Hello,
There’s been discussion on the typing of homogeneous tuples of fixed and variable length (e.g. here or here or PEP-484), for example
tuple[int, str] # Two-tuple of an integer and string.
tuple[int, ...] # Tuple of integers of variable length.
tuple # Synonymous with tuple[Any, ...]
In the following I’d like to discuss nonhomogeneous tuples of variable length, for which I would like to express some type constraints.
For context: the question arose while I played around with SQLAlchemy’s declarative table configuration (docs) which states:
Keyword arguments can be specified with the above form [a tuple] by specifying the last argument as a dictionary
meaning that we have a tuple of some items, the last of which is a dictionary. This can’t currently be expressed, AFAIK.

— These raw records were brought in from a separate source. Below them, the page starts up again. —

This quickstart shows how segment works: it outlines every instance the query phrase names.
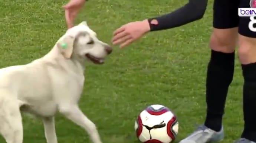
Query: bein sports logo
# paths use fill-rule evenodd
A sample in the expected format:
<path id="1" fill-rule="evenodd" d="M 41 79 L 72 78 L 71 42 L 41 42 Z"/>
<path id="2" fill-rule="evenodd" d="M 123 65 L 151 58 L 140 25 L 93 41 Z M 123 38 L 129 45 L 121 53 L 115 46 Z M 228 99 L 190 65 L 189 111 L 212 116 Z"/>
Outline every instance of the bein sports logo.
<path id="1" fill-rule="evenodd" d="M 238 8 L 238 15 L 240 17 L 256 16 L 256 0 L 250 1 L 249 8 Z"/>
<path id="2" fill-rule="evenodd" d="M 238 15 L 240 17 L 256 16 L 256 8 L 238 8 Z"/>

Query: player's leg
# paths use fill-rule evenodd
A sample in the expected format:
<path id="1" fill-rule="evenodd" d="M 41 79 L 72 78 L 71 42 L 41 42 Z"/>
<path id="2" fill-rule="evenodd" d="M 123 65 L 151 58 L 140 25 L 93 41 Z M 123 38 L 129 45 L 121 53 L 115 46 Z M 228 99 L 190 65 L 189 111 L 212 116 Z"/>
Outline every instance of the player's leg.
<path id="1" fill-rule="evenodd" d="M 206 84 L 207 113 L 204 125 L 180 143 L 205 143 L 224 137 L 222 116 L 228 88 L 233 79 L 239 17 L 238 0 L 215 0 L 211 57 Z"/>
<path id="2" fill-rule="evenodd" d="M 255 1 L 256 2 L 256 1 Z M 253 0 L 241 1 L 240 7 L 250 7 Z M 256 19 L 239 18 L 238 55 L 242 64 L 243 85 L 244 129 L 239 143 L 256 143 Z"/>

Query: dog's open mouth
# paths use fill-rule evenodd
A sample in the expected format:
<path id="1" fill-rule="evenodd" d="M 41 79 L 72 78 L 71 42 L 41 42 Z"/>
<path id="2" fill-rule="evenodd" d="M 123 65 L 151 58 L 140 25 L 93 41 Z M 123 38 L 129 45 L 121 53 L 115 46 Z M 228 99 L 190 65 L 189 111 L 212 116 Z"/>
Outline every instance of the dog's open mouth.
<path id="1" fill-rule="evenodd" d="M 104 63 L 104 59 L 96 57 L 89 54 L 86 54 L 85 56 L 93 63 L 96 64 L 102 64 Z"/>

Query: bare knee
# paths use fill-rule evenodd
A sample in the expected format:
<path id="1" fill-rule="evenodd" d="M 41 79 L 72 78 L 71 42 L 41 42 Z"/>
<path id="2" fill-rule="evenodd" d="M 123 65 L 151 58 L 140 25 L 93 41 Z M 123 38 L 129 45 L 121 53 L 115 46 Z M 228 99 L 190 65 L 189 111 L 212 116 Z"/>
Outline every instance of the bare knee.
<path id="1" fill-rule="evenodd" d="M 243 64 L 256 62 L 256 38 L 239 35 L 238 56 Z"/>
<path id="2" fill-rule="evenodd" d="M 227 29 L 214 28 L 210 38 L 209 47 L 216 51 L 232 53 L 234 51 L 237 35 L 236 28 Z"/>

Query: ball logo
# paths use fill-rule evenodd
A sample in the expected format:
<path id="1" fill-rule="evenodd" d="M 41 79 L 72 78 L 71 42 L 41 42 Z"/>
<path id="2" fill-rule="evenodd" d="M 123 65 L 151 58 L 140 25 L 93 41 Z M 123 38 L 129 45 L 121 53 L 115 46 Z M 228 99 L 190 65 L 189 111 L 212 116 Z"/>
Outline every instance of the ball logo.
<path id="1" fill-rule="evenodd" d="M 160 123 L 159 124 L 156 125 L 152 127 L 150 127 L 146 125 L 143 125 L 143 124 L 142 124 L 142 125 L 143 126 L 145 127 L 146 128 L 147 128 L 147 129 L 148 130 L 148 131 L 149 132 L 150 135 L 150 139 L 152 139 L 152 136 L 151 136 L 151 133 L 150 133 L 150 131 L 151 131 L 151 130 L 153 129 L 161 128 L 162 128 L 164 127 L 165 126 L 166 124 L 165 123 L 164 123 L 164 121 L 163 121 L 162 122 Z"/>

So I started wondering if we could take an approach that’s somewhat similar to Python’s iterable unpacking of expression lists (docs), and interpret the ellipsis ...
similarly to the *
. For example
tuple[..., dict]
where the initial ellipsis ...
would mean “zero or more items of type Any
” with the last item being a dict
. If we stick with that interpretation of the ellipsis then we’d also be able to express more elaborate shapes like
# Must contain an integer, then string, then anything, ending in a list.
tuple[int, str, ..., list]
Whould this make sense? Would this be something useful to add?